Roselle occupied a strategic hill overlooking the Ombrone River and plains leading to the Tyrrhenian Sea, positioned between Maremma marshes and the hinterland routes toward Chiusi and Arezzo. The urban plan displays features comparable to contemporaneous centers such as Fiesole, Volterra, and Lucca, with a citadel, orthogonal streets, and defensive walls reminiscent of works at Marzabotto and Tarquinia. The site’s proximity to salt pans and the port network including Populonia and Pisa shaped its layout; roads connected Roselle to the Via Aurelia corridor and inland passages toward Siena and Florence.

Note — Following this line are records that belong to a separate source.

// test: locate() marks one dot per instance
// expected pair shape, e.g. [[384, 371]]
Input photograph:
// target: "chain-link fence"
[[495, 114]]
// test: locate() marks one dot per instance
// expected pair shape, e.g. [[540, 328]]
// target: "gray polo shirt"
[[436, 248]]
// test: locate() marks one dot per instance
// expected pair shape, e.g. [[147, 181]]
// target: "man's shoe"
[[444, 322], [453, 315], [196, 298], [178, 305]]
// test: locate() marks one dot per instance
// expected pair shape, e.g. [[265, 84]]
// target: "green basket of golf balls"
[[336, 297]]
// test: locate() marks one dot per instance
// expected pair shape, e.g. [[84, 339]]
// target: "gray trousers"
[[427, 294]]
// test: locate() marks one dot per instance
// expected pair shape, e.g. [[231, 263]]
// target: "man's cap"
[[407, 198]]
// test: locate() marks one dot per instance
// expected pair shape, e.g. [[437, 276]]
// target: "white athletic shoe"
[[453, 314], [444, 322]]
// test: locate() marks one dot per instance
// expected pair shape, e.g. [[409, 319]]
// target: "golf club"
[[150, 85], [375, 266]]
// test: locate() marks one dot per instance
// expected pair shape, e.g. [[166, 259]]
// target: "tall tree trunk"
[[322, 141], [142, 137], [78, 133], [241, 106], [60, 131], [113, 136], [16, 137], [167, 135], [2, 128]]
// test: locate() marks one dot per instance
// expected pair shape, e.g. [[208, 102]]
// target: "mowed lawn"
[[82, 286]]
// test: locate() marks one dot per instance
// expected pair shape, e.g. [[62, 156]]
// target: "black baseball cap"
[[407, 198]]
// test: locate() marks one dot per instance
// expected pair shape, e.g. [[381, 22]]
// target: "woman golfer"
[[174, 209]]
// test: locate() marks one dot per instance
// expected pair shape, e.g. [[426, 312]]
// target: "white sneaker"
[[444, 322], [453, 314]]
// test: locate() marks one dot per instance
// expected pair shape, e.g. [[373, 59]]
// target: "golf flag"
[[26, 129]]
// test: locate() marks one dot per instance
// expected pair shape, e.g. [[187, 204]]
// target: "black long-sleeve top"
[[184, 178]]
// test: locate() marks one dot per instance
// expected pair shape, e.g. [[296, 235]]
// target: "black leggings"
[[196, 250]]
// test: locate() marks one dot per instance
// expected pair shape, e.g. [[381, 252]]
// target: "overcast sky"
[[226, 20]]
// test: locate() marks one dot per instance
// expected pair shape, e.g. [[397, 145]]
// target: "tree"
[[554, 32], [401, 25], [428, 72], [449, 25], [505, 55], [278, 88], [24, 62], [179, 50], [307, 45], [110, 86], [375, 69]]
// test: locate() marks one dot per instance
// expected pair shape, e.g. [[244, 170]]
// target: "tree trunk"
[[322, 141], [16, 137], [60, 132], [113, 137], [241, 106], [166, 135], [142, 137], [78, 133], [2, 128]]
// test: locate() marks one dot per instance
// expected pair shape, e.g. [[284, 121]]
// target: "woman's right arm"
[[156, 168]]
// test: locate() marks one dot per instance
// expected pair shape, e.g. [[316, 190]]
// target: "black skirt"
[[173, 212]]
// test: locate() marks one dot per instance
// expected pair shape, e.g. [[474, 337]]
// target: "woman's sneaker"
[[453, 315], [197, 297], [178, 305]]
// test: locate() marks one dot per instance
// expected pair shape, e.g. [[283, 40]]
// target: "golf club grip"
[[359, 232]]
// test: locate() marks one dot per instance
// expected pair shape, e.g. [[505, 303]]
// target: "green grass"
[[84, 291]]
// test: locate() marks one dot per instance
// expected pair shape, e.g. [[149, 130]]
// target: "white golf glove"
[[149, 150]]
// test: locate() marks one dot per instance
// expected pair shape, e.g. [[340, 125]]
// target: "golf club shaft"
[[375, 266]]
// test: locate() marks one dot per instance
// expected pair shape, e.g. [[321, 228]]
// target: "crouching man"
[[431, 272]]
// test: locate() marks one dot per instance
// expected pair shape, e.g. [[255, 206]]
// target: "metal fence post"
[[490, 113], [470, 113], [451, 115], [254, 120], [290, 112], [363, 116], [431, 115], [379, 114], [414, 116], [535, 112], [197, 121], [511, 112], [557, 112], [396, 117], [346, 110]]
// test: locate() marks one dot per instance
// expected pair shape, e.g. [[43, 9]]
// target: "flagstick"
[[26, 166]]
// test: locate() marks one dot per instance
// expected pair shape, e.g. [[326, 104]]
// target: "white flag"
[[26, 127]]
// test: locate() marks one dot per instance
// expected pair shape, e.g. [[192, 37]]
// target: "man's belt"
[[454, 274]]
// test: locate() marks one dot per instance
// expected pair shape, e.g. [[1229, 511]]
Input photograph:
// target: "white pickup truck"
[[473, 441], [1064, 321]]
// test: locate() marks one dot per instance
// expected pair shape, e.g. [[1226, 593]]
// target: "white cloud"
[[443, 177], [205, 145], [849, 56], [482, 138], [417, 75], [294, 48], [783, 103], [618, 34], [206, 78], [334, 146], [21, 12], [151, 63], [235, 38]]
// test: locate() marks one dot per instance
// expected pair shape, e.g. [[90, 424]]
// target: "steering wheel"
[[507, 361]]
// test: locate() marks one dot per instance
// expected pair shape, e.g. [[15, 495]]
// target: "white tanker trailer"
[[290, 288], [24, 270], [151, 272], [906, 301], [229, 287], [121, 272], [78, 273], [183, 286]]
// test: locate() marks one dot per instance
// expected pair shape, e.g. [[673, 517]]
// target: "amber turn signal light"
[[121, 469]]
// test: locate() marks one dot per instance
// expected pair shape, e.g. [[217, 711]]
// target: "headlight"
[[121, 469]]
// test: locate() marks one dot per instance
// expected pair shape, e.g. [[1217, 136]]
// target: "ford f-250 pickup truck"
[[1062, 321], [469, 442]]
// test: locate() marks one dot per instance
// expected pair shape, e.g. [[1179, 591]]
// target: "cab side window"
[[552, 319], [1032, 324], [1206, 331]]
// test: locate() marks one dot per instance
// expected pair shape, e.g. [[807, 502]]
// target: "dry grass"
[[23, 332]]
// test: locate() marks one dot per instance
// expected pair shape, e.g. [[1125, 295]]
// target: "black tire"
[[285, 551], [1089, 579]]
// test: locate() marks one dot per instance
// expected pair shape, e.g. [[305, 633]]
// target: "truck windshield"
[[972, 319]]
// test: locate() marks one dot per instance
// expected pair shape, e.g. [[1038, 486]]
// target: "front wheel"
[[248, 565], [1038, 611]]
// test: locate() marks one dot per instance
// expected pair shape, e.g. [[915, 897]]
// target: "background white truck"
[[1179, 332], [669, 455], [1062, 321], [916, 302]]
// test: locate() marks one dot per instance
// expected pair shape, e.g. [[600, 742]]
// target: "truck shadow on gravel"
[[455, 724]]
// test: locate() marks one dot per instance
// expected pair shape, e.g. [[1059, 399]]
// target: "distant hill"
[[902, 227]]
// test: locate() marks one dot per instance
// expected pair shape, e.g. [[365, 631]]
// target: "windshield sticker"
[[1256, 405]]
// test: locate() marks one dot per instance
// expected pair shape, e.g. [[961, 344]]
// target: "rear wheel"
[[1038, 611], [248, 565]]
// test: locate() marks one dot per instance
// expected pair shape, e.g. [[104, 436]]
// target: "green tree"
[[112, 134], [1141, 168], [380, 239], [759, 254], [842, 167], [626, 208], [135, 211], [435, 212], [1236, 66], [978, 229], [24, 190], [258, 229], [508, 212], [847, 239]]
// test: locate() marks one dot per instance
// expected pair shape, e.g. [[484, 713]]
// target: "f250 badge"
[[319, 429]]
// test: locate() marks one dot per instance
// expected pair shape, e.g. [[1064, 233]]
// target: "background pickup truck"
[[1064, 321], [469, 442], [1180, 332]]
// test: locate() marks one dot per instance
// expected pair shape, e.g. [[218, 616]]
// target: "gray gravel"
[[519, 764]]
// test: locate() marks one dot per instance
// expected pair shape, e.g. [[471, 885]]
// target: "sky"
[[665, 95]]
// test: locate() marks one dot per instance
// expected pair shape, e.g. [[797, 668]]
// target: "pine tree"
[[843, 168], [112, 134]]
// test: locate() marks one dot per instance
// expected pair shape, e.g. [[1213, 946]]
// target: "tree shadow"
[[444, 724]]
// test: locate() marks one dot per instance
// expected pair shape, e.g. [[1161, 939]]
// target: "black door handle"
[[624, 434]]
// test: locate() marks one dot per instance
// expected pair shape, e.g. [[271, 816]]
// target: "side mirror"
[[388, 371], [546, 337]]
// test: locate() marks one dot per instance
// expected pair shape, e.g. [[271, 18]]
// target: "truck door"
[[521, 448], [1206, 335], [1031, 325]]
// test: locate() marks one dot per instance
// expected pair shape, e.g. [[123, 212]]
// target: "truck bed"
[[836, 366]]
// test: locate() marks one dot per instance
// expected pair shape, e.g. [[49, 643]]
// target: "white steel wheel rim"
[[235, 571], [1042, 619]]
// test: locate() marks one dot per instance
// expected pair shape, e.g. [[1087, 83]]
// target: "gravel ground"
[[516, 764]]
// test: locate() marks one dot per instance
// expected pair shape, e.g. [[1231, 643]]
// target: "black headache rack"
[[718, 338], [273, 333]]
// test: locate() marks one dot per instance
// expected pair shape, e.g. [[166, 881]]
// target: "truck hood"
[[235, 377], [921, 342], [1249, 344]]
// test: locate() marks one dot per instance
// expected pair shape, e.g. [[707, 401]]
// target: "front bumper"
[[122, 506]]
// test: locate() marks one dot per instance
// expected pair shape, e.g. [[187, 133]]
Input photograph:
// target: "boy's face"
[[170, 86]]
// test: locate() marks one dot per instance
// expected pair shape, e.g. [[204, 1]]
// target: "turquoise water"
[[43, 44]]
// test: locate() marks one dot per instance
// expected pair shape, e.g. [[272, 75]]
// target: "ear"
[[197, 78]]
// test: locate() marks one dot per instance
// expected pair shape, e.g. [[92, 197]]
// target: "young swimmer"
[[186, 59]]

Archaeology and Excavations

Systematic excavations began in the 19th and 20th centuries with investigators influenced by antiquarians linked to institutions like the Accademia dei Lincei and scholars such as Giovanni Gozzini; later campaigns involved the Soprintendenza Archeologia and universities including University of Florence and University of Siena. Finds include tombs comparable to those at Banditaccia Necropolis and artifacts parallel to collections in the Museo Archeologico Nazionale di Firenze and the British Museum. Archaeologists have unearthed pottery styles aligning with Attic pottery, Campanian ware, and local bucchero exemplars seen also at Veii and Orvieto. Excavation reports reference stratigraphy comparable to Paestum and methodological frameworks from the Institut Français d'Archéologie Orientale and École Française de Rome.

Economy and Trade

Roselle participated in agrarian and maritime economies connecting to markets in Rome, Carthage, Athens, and Massalia (modern Marseille). Exports and imports mirrored patterns observed at Cosa and Populonia: grain shipments, salt from the Maremma, timber linked to Etruscan naval traditions like those centered at Populonia, and metal commodities analogous to those traded through Elba and Pianosa. Trade networks linked Roselle to the Phoenicians, Euboea, and Hellenistic ports such as Alexandria and Syracuse, with amphorae types also seen at Ostia Antica and Civita Vecchia.

Culture and Society

Roselle’s social fabric reflected Etruscan aristocratic institutions comparable to those at Tarquinia and civic integration aligned with Roman municipal models visible in Ariminum and Pompeii. Elite burials show affinities with funerary customs recorded at Chiusi and iconography analogous to motifs in the art of Paestum and Metaponto. Inscriptions in Etruscan and Latin link Roselle to epigraphic corpora preserved in collections at the Vatican Museums, the Museo Archeologico Nazionale di Siena, and the Capitoline Museums. Local elites likely negotiated power with regional actors including Pisa, Siena, and later medieval communes such as Grosseto.

Religion and Architecture

Religious practice at Roselle combined Etruscan rites with Roman cults, featuring temple remains comparable to sanctuaries at Fanum Voltumnae and structural types seen in Falerii and Tarquinia. Architectural fragments—capitals, column drums, and terracotta antefixes—parallel examples from Cosa and Orbetello; votive offerings resemble those catalogued at Sant'Omobono. Urban monuments reflect influences from Hellenistic architecture known in Syracuse and Pergamon, while later Christianization aligns with church foundations like those in Tuscania and monasteries tied to Benedict of Nursia traditions.

Decline and Legacy

Roselle declined amid coastal sedimentation, malaria in the Maremma, and shifting trade favoring ports like Pisa and Civita Vecchia, processes comparable to the abandonment trajectories of Populonia and Minturnae. Medieval chronicles mentioning sites such as Grosseto and Magliano in Toscana reference the redistribution of territory and heritage. Scholarly legacy involves contributions from historians and archaeologists including Giovanni Battista de Rossi and institutions like the Istituto Nazionale di Studi Etruschi e Italici, with finds housed in museums such as the Museo Archeologico Nazionale di Grosseto and influencing studies of Etruscan civilization and Roman urbanism.